In an attempt to debunk some of these myths, I've put together the following list of things I've read about in the past couple of years, but only recently learned the truth behind them:
Custodial is a highly disliked role
In general, many custodial cast members actually tend to love their role. While guests sometimes dismiss this role as simply sweeping up popcorn and cleaning bathrooms, there is a lot more to working custodial in Walt Disney World than meets the eye. Many custodial cast members are able to pin trade with guests, and some can even get into it using their role specifically by pin trading using boards attached to trash cans. Custodial cast members are also able to interact with guests much more than cast members working in some other roles, simply because they are out and about in the parks all day.
As custodial cast members are typically out in their assigned area for most of their shift, they are also able to watch and sometimes participate in dance parties, parades, shows, and fireworks. Compared to some other cast members who are limited to doing certain tasks, custodial cast members have plenty of opportunity to make magic for guests in ways other than simply keeping the park clean, which as a result makes many of them love their role.

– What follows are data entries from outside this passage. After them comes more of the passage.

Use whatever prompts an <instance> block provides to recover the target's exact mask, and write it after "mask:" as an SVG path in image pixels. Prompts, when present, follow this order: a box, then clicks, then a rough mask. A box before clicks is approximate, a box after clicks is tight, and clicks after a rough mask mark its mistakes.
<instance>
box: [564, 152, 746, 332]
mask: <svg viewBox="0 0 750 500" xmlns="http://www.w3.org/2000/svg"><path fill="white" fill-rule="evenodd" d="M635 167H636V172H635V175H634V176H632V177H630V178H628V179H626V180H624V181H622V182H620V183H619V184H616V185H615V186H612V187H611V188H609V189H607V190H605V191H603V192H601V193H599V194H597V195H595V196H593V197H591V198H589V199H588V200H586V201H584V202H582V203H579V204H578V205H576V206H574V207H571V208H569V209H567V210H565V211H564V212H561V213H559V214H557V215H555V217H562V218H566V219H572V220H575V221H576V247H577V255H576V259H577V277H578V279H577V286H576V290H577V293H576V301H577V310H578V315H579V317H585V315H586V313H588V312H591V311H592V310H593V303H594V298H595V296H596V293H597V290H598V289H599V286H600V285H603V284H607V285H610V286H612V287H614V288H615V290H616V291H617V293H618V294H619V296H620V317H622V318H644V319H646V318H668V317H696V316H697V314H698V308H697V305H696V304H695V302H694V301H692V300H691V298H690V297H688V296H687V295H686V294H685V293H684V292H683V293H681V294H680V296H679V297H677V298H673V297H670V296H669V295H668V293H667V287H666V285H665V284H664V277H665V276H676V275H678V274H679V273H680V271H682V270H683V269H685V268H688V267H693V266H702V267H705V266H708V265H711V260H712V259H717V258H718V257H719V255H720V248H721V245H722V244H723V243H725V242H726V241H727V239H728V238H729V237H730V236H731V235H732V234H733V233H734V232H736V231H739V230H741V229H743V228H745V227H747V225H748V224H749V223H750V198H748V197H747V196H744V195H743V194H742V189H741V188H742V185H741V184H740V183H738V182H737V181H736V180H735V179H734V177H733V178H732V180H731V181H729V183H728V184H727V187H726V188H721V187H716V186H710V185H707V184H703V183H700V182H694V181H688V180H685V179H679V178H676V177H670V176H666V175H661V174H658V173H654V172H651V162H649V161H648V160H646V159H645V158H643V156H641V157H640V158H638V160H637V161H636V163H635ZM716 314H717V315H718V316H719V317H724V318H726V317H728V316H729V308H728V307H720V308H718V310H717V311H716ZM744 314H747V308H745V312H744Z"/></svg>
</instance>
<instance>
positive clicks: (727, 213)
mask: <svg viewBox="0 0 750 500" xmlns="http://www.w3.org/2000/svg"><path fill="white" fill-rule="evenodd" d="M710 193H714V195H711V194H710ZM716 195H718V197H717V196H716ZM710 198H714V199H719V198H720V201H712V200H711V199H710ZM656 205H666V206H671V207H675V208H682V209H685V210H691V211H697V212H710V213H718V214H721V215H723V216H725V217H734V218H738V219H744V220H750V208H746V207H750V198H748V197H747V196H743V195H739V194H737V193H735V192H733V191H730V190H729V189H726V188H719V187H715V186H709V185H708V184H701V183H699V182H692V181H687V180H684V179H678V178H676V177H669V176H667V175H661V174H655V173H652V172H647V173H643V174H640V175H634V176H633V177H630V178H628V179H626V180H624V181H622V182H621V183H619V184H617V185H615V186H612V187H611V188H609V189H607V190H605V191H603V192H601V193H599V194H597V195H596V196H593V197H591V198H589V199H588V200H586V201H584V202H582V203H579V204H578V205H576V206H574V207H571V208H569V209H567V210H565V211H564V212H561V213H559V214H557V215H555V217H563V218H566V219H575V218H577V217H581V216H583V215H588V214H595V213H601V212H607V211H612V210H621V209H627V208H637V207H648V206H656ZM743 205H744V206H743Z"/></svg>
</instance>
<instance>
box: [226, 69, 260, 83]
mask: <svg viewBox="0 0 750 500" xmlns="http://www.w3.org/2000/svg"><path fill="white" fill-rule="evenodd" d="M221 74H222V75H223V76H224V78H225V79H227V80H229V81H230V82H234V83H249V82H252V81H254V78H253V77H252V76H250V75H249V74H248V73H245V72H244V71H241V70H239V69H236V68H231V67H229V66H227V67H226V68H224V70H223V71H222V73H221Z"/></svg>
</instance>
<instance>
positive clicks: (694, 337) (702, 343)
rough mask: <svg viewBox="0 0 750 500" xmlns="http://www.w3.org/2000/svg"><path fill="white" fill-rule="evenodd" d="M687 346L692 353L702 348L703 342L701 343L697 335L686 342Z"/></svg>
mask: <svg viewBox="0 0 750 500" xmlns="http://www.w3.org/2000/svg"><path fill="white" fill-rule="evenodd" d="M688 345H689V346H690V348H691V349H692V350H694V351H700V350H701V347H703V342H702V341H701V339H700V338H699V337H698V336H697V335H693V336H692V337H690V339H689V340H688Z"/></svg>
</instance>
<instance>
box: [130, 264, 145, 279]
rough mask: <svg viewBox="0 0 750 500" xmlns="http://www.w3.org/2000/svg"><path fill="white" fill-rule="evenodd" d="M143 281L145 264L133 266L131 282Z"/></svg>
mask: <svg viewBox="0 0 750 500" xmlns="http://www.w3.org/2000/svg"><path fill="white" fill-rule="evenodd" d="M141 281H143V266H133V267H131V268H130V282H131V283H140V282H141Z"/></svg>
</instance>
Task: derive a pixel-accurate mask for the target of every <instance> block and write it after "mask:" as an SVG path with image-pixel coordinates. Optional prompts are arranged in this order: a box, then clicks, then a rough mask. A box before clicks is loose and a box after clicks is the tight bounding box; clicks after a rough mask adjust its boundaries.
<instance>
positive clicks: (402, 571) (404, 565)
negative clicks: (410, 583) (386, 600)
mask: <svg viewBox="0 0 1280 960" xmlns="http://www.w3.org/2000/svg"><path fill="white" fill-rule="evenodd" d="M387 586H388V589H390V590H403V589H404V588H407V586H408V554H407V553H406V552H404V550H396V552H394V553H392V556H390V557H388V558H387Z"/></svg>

Attractions cast members do the same thing repeatedly all day long
Have you ever ridden the Jungle Cruise and thought about how tired your skipper must be of taking his or her boat through the jungle and back? Thankfully for your skipper, this is not the only task he or she will perform in a work day, as skippers only make three trips through the jungle before they are moved back to a land position. And once on land, there are a number of different things the cast members can be doing: greeting guests as they enter the attraction, merging guests from the Fastpass and standby lines, and grouping guests onto the boat, and assisting them with getting on and off the boat.
Even cast members who work at show attractions rather than rides are able to take on so much variety in their shifts due to the number of different positions they could be working in any given shift. And when attractions are temporarily closed, or under a refurbishment period, the cast members who work there are not temporarily out of work—instead they "super-greet," or interact with guests outside of the attraction or around their area within the park. While super-greeting might not be as exciting as actually running the attraction, these cast members are still available to answer questions and provide magic to guests even when their attraction is not currently operating.
When their location closes, they're out of a job
In general, operations cast members are not out of a job if the location they work at is closed. For instance, cast members who worked at the American Idol Experience at Disney's Hollywood Studios were moved to other attractions in the park when their attraction was permanently closed. Unlike many smaller businesses, where one's work location closing does mean the end of the job, Walt Disney World employs so many cast members in so many different areas, that there is enough flexibility to move people around without having them lose their jobs.
While roles like attractions are more specific in this respect, one's location closing in roles like custodial or merchandise makes even less of a difference. Merchandise cast members, like custodial and a few other roles, are able to pick up shifts anywhere on Disney property, except for a select few locations that require special training. This makes their transition even easier if say their shop was to close, as they would not require nearly as much training in their new area as an attractions cast member would.